Polynomial Regression#

Interpolating polynomials are constructed based on a carefully selected points in the domain (i.e., the unisolvent nodes). However, in many practical applications, the data is often provided as either randomly scattered or arranged on a uniform grid.

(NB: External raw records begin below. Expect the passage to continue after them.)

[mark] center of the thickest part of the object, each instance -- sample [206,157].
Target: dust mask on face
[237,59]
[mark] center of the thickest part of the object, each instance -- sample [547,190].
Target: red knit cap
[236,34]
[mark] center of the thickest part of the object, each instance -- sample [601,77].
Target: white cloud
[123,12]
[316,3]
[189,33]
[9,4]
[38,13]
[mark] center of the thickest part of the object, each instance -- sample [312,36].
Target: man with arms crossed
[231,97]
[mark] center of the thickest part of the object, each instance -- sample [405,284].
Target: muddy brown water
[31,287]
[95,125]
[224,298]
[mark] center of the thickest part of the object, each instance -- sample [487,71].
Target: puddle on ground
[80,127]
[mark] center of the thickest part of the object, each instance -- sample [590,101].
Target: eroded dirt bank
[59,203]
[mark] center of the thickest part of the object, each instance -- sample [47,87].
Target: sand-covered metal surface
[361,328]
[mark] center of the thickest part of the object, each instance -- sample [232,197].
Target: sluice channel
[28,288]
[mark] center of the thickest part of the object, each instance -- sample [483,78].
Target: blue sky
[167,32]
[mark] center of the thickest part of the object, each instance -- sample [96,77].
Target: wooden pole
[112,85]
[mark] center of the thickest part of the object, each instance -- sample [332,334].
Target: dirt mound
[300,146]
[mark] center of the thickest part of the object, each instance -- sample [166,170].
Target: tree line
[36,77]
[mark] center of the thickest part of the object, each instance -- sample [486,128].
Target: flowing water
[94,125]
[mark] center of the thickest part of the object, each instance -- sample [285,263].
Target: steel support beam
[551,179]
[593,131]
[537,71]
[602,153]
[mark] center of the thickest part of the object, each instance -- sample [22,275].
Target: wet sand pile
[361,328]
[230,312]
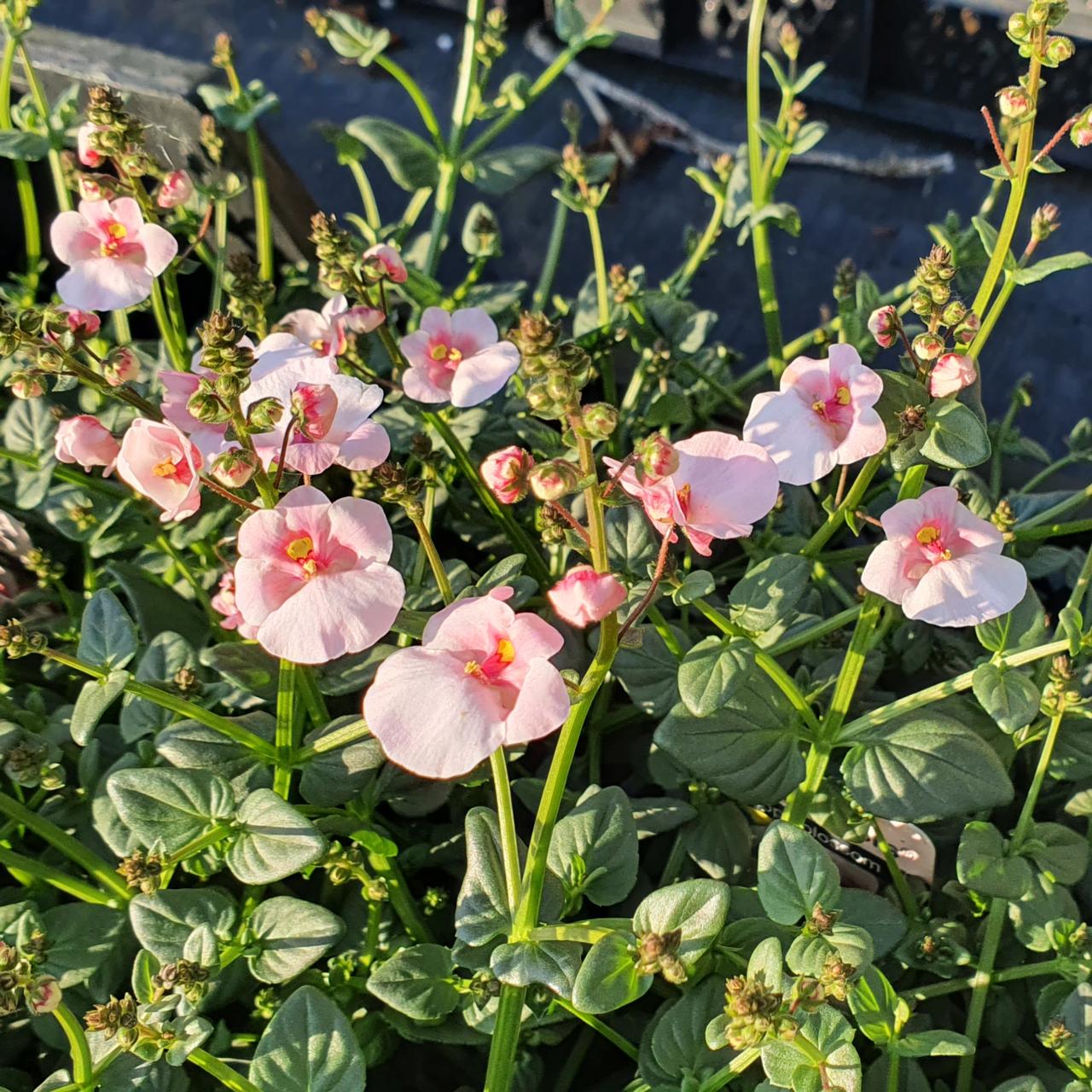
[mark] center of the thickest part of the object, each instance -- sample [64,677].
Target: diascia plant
[486,688]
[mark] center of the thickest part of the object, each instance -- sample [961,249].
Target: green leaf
[599,833]
[272,839]
[496,172]
[549,963]
[698,909]
[292,935]
[418,982]
[96,698]
[1073,260]
[955,437]
[607,979]
[921,767]
[1008,696]
[768,593]
[107,636]
[308,1046]
[166,807]
[794,874]
[410,162]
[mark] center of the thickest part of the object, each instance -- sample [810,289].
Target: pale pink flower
[115,256]
[324,332]
[490,682]
[383,262]
[456,358]
[822,416]
[328,417]
[83,150]
[950,375]
[721,488]
[160,462]
[224,603]
[943,564]
[85,441]
[176,189]
[584,596]
[312,577]
[506,473]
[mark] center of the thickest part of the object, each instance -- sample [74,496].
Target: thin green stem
[509,846]
[221,1071]
[607,1032]
[545,285]
[285,733]
[71,847]
[264,222]
[82,1067]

In these situations, a polynomial—albeit not strictly interpolatory—can still be constructed via least squares, which minimizes the error between the given data and the polynomial.

Given a polynomial with respect to a multi-index set \(A\) of the form

(6)#\[Q(\boldsymbol{x}) = \sum_{\boldsymbol{\alpha} \in A} c_{\boldsymbol{\alpha}} \, \Psi_{\boldsymbol{\alpha}} (\boldsymbol{x}),\]

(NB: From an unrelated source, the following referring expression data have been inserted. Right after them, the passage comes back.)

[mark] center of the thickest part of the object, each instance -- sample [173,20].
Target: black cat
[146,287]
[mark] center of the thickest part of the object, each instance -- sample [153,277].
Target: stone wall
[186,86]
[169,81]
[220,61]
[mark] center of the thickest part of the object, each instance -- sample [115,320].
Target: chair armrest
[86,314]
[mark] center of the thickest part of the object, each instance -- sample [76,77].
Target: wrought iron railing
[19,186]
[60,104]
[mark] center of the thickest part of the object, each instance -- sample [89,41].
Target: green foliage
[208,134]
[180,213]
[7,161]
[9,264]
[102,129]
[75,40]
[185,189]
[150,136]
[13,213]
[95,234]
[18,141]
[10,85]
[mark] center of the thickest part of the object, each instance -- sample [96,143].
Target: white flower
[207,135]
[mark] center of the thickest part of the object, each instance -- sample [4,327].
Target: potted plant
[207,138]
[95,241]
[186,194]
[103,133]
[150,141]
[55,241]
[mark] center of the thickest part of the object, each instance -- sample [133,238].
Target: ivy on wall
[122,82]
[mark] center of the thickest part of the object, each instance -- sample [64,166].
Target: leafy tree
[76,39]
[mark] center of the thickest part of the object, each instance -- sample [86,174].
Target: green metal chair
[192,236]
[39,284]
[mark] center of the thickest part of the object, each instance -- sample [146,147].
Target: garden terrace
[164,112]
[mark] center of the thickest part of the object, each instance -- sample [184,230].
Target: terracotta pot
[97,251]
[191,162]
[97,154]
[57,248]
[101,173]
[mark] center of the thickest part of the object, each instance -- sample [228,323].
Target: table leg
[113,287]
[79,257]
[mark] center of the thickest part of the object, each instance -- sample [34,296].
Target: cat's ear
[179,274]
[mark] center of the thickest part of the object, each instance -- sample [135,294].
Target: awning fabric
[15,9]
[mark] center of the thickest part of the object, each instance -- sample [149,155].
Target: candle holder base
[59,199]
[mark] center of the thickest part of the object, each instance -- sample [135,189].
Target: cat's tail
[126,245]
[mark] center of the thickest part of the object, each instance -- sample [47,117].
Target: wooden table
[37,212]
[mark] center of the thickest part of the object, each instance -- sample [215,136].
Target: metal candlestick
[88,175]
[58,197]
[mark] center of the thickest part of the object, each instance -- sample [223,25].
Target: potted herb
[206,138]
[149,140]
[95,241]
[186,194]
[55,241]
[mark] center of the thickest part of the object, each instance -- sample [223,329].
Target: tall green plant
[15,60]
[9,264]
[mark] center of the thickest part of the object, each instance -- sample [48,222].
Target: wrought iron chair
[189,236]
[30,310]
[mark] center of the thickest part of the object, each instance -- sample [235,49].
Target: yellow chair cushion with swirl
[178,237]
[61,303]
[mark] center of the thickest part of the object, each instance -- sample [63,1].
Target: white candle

represented in any basis and a set of data \(\mathcal{D} = \{ (\boldsymbol{x}^{(i)}, y^{(i)}) \}_{i = 1}^N\), the coefficients \(c_{\boldsymbol{\alpha}}\) can be obtained by solving the least squares problem

\[\hat{\boldsymbol{c}} = \underset{\boldsymbol{c} \in \mathbb{R}^{\lvert A \rvert}}{\mathrm{argmax}} \; \lVert \mathbf{R}_A \boldsymbol{c} - \boldsymbol{y} \rVert^2_2,\]

where \(\boldsymbol{y}\) is the vector of dependent variable \((y^{(i)})_{i = 1}^N\), and \(R_A\) is the regression matrix. The regression matrix, in turn, is obtained by evaluation the basis polynomials at the data points \((\boldsymbol{x}^{(i)})_{i = 1}^N\)

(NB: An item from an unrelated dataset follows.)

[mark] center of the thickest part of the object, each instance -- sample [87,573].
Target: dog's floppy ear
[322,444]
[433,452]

\[\mathbf{R}_A = \left( \Psi_{\boldsymbol{\alpha}} \left( \boldsymbol{x}^{(i)} \right) \right)_{i = 1, \ldots, N, \boldsymbol{\alpha} \in A} \in \mathbb{R}^{N \times \lvert A \rvert}.\]

\(\Psi_{\boldsymbol{\alpha}}\) are the basis polynomials that correspond to the chosen polynomial basis.

To ensure that the optimization problem in Eq. (6) is well-posed, the regression matrix \(\mathbf{R}_A\) must be of full rank, meaning that the number of data points \(N\) should be greater than or equal to the number of basis polynomials \(\lvert A \rvert\). This condition guarantees that there is enough data to uniquely determine the coefficients of the polynomial.